Right now, the team is left with a couple of likely outcomes.

The first, and best, is that Weeks delivers on his contract and potential with an amazing season. The second, and more likely based on recent history, is that Roenicke and the front office at least agree to move a struggling Weeks back in the batting order where he can do less damage to the team.  

The one thing nobody wants to see is a free-swinging, low-averaging Rickie Weeks serving as a momentum killer atop the Brewers' otherwise impressive batting order.

For a long period of time last year, the combination of Norichika Aoki, Jonathan Lucroy, Ryan Braun and Aramis Ramirez served as a very effective top four in the batting order. With a healthy Corey Hart inserted into the fifth spot, the Brewers could be a formidable offensive force.

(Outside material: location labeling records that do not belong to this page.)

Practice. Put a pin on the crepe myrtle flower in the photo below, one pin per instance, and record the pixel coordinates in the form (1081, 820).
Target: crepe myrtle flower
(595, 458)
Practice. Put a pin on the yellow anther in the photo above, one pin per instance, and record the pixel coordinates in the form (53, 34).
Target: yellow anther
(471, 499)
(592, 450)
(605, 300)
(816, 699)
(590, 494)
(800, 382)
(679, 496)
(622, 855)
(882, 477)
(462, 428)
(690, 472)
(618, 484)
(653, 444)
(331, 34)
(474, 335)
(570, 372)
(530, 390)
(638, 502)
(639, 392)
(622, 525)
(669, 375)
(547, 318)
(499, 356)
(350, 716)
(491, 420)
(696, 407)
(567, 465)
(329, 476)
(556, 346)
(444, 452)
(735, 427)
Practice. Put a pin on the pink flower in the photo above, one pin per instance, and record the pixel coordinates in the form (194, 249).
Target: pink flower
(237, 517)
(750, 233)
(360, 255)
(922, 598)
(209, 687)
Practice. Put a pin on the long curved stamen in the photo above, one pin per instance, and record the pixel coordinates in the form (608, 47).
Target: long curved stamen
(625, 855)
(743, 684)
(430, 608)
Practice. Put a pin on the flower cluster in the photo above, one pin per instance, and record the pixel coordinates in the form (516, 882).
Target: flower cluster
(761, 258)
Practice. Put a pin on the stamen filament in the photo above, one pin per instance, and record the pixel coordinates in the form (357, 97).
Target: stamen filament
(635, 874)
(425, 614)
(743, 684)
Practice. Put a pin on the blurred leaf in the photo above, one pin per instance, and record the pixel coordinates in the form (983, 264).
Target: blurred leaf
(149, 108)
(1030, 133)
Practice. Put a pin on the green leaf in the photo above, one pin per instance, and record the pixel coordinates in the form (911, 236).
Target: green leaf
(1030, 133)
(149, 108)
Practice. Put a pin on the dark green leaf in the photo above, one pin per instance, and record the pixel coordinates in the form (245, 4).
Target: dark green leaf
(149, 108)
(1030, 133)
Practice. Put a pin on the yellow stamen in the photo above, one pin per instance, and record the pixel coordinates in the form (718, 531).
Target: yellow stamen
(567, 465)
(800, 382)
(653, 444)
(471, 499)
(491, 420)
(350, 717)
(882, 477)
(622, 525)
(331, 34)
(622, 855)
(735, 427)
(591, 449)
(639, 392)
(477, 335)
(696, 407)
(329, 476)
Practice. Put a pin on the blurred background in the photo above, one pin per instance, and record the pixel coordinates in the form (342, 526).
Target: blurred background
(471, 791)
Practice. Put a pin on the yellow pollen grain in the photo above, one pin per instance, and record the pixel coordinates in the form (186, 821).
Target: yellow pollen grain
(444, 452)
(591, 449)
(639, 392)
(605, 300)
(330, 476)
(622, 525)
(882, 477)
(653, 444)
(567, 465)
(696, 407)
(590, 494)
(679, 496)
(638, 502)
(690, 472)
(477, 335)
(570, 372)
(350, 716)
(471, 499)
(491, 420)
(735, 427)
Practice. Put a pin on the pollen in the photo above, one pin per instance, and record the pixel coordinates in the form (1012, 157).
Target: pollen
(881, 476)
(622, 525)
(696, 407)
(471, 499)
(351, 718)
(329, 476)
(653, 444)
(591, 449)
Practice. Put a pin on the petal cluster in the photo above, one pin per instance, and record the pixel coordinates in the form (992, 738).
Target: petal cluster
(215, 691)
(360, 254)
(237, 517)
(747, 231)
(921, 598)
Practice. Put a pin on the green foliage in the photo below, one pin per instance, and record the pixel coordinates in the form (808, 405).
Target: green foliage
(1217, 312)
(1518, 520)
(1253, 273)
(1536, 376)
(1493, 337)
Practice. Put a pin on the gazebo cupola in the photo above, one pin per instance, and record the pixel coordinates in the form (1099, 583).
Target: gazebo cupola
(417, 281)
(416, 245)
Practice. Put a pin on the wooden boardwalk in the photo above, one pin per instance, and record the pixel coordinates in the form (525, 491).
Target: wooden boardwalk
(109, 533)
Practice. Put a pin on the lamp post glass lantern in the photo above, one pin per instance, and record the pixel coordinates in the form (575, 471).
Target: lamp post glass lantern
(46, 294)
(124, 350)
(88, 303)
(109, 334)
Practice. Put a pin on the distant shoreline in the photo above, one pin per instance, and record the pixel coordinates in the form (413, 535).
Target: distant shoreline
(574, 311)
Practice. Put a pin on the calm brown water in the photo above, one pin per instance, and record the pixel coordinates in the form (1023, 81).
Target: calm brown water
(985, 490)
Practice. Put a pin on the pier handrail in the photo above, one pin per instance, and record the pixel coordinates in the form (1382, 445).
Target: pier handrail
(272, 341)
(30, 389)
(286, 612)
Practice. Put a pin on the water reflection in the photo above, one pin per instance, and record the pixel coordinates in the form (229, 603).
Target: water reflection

It's possible that Roenicke could test Weeks at the fifth spot until Hart returns to team sometime in May. But the current thinking that Weeks can only be placed at the front end of the order seems narrow-minded at best.  

The Brewers tried that experiment last season with below-average results. In this new season, it's time for just that—something new. As any good "Librarian" should know, learning from the past is a key to the future.